支援現場を運営していく中で、保護者の方との関わり方・コミュニケーション方法にお悩みの方も多いのではないでしょうか?
今回は、「支援現場における保護者の方とのコミュニケーション方法」について、関東近郊で学習支援を実施しているNPO法人Learning for All(以下、LFA)のスタッフに伺いました。
※個人の特定を防ぐため、匿名で掲載させていただきます。
保護者とのコミュニケーション方法の工夫
━━保護者とのコミュニケーションを取る上で、どのような形で連絡を取っていますか?内容による使い分けなどはされていますか?
私が担当する学習支援拠点では、保護者の方とは、メールやお便り、電話や面談などのコミュニケーションツールを使い分けながら連携しています。希望する保護者の方とは、懇談会も実施しています。保護者同士で集まって悩みを相談しあったり、料理教室のイベントを開催したこともありました。面談や保護者会は3か月に一回程度、そのほかは適宜必要なタイミングで行っています。

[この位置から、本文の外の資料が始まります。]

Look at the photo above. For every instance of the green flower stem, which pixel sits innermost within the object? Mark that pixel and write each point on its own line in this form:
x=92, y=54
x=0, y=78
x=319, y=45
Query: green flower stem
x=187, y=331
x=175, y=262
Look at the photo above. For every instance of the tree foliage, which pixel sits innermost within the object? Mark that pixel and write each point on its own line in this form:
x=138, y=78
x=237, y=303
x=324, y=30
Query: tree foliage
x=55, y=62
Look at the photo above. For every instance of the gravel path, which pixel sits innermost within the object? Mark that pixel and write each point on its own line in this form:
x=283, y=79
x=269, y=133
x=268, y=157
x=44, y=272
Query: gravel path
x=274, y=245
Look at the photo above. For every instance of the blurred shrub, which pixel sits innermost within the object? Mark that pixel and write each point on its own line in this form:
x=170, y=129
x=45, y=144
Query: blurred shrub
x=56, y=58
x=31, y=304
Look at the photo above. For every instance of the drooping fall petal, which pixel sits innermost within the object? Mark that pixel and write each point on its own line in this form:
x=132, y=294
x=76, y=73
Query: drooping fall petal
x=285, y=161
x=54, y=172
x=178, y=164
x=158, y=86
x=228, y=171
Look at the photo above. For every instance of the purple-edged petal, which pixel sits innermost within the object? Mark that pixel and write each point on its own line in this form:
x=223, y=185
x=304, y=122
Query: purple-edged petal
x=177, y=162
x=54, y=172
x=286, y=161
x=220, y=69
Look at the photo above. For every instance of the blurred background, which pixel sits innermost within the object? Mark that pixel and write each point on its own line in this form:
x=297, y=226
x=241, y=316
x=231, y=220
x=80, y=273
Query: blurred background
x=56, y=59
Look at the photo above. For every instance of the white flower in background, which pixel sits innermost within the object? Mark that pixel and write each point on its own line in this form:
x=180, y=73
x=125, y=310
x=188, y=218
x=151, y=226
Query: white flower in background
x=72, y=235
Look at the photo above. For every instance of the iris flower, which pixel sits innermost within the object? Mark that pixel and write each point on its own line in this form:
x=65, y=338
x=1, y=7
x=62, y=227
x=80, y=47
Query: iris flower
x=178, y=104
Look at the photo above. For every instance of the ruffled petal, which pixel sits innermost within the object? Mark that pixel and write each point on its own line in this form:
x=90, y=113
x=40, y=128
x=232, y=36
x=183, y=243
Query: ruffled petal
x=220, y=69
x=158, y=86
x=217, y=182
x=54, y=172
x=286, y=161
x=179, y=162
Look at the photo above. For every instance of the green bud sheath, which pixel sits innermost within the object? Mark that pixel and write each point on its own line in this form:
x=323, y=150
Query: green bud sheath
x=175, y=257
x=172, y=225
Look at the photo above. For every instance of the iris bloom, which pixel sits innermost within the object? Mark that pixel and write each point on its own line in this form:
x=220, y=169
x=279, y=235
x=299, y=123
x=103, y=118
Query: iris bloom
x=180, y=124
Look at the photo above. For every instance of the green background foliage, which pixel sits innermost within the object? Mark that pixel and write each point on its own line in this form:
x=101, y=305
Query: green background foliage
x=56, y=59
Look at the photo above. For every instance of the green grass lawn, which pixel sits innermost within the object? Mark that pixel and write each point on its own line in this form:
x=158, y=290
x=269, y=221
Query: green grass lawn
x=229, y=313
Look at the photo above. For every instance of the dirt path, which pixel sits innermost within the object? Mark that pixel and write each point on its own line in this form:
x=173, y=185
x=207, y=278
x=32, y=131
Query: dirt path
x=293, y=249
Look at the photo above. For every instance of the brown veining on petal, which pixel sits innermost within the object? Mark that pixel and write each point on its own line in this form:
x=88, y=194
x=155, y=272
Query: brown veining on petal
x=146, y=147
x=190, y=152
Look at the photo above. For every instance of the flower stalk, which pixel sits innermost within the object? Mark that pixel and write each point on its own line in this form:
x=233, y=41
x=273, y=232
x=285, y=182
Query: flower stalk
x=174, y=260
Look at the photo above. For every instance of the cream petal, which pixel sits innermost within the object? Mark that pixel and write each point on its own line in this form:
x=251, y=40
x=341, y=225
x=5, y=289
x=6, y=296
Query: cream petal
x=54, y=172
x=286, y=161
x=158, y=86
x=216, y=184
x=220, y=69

拠点で過ごしているときの様子や事務連絡などは、基本的にメールやお便りを使用しています。緊急事態や、メールで記載するには少しデリケートな内容についてはお電話をすることが多いです。多様な保護者の方と色々な形で接点を作ることで関係性を作ることを意識しているので、保護者の希望によってはLINEなど保護者の方が使いやすいツールを用いて連絡を取ることもあります。

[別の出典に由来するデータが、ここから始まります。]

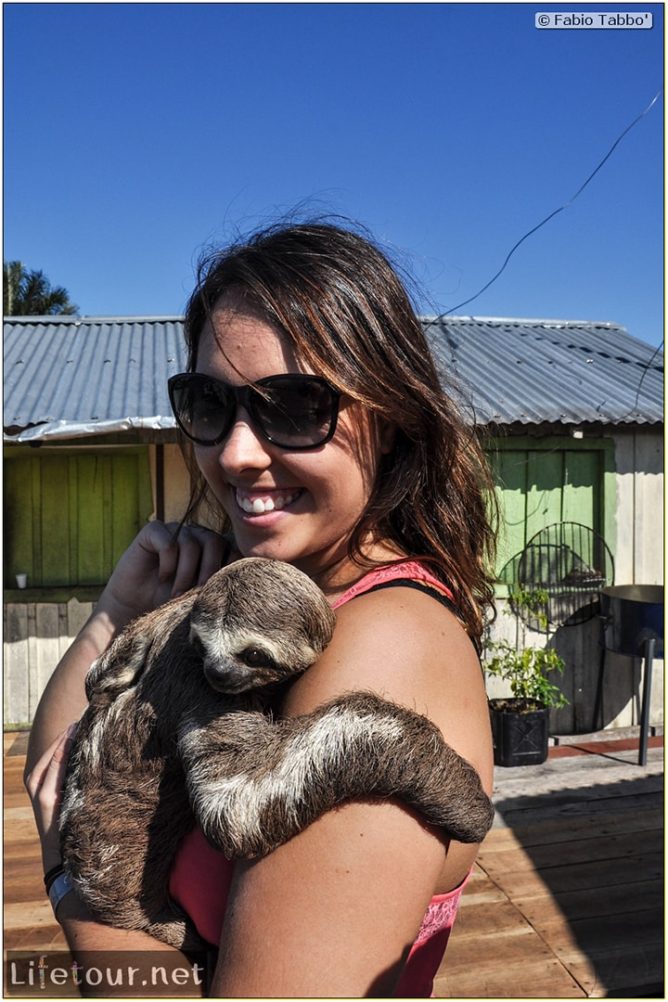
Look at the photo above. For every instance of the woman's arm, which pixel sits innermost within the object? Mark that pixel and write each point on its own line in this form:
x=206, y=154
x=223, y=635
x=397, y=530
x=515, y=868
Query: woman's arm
x=335, y=911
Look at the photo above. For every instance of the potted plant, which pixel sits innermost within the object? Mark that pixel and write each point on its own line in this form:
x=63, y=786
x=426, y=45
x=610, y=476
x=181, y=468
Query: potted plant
x=520, y=722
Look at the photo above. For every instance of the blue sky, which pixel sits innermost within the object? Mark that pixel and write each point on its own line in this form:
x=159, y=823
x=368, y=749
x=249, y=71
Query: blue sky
x=137, y=134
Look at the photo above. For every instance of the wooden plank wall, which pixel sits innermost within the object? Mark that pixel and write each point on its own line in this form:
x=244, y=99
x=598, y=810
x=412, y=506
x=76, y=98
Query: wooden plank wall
x=638, y=551
x=36, y=635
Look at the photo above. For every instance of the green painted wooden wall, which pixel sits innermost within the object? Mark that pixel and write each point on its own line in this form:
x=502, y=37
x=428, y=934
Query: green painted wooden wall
x=541, y=481
x=69, y=516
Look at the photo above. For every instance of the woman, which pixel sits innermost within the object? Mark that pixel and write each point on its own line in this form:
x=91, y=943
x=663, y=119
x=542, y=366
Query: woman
x=354, y=466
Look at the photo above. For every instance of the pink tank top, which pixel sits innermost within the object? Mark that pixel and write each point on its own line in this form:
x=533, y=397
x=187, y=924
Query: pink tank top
x=200, y=877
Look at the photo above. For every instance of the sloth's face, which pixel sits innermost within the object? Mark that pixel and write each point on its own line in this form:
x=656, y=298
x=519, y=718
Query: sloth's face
x=235, y=660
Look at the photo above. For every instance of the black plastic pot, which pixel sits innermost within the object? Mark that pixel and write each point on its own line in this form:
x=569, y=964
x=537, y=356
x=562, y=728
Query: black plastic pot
x=519, y=738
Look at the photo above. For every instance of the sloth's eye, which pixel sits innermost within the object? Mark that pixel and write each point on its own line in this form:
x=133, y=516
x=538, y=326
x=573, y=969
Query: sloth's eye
x=254, y=657
x=196, y=644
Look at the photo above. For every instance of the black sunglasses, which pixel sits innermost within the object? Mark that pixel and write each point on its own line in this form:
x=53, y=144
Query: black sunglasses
x=290, y=411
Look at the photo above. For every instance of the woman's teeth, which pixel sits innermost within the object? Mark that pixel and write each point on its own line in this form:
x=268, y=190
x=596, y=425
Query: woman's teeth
x=258, y=506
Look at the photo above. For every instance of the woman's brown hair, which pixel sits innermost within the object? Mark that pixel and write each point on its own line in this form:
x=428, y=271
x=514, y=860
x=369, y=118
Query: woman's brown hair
x=339, y=301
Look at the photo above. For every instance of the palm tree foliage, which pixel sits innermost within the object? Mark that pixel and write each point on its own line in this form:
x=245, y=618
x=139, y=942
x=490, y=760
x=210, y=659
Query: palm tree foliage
x=30, y=294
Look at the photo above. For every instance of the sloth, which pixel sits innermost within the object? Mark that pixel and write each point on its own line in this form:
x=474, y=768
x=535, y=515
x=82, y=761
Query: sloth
x=178, y=732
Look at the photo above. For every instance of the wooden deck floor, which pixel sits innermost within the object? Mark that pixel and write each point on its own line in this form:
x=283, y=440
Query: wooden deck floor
x=566, y=900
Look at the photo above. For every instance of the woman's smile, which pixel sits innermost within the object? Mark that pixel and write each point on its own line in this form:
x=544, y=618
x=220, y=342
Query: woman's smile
x=262, y=501
x=294, y=505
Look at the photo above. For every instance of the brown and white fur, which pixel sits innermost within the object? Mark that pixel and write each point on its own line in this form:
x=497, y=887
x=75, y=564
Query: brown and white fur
x=178, y=731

面談での内容は時期や学年によっても様々ですが、学習支援拠点における子ども一人ひとりの学習状況についても触れ、授業の方針や結果について情報の共有を心がけているほか、保護者自身の育児の悩みなどにも耳を傾ける時間としています。
保護者とのコミュニケーションを通し得られた変化とは?
━━拠点スタッフが保護者とコミュニケーションを取ることによって、子どもにどのような変化があると思いますか?
拠点での子どもの様子を共有することで、次第に保護者の方に信頼してもらうことが出来、悩みの相談を受けることが増えました。
ひとり親のご家庭を中心に、困難を抱えた子どもへの関わりの悩みを一人で抱え込んでしまう保護者の方は多くいらっしゃいます。保護者の方の悩みや負担が増えすぎた結果、子どもに対して強く当たってしまうなど、子どもと適切に関われなくなることもあると思っています。
私たち拠点スタッフと保護者の方とで子どもの悩みについて話し合うことで、保護者の方の中に、「子どもについて一緒に考えてくれる人がいる」と言う安心感が生まれ、その結果、保護者の方が子どもに寄り添った関わりができるようになると感じています。
そのため、保護者の方と関わることは、結果的には子どもとの関わりにおいても良い影響を与えることに繋がると信じています。
━━実際に子どもへの対応だけではなく、保護者も巻き込んで対応したケースはありますか?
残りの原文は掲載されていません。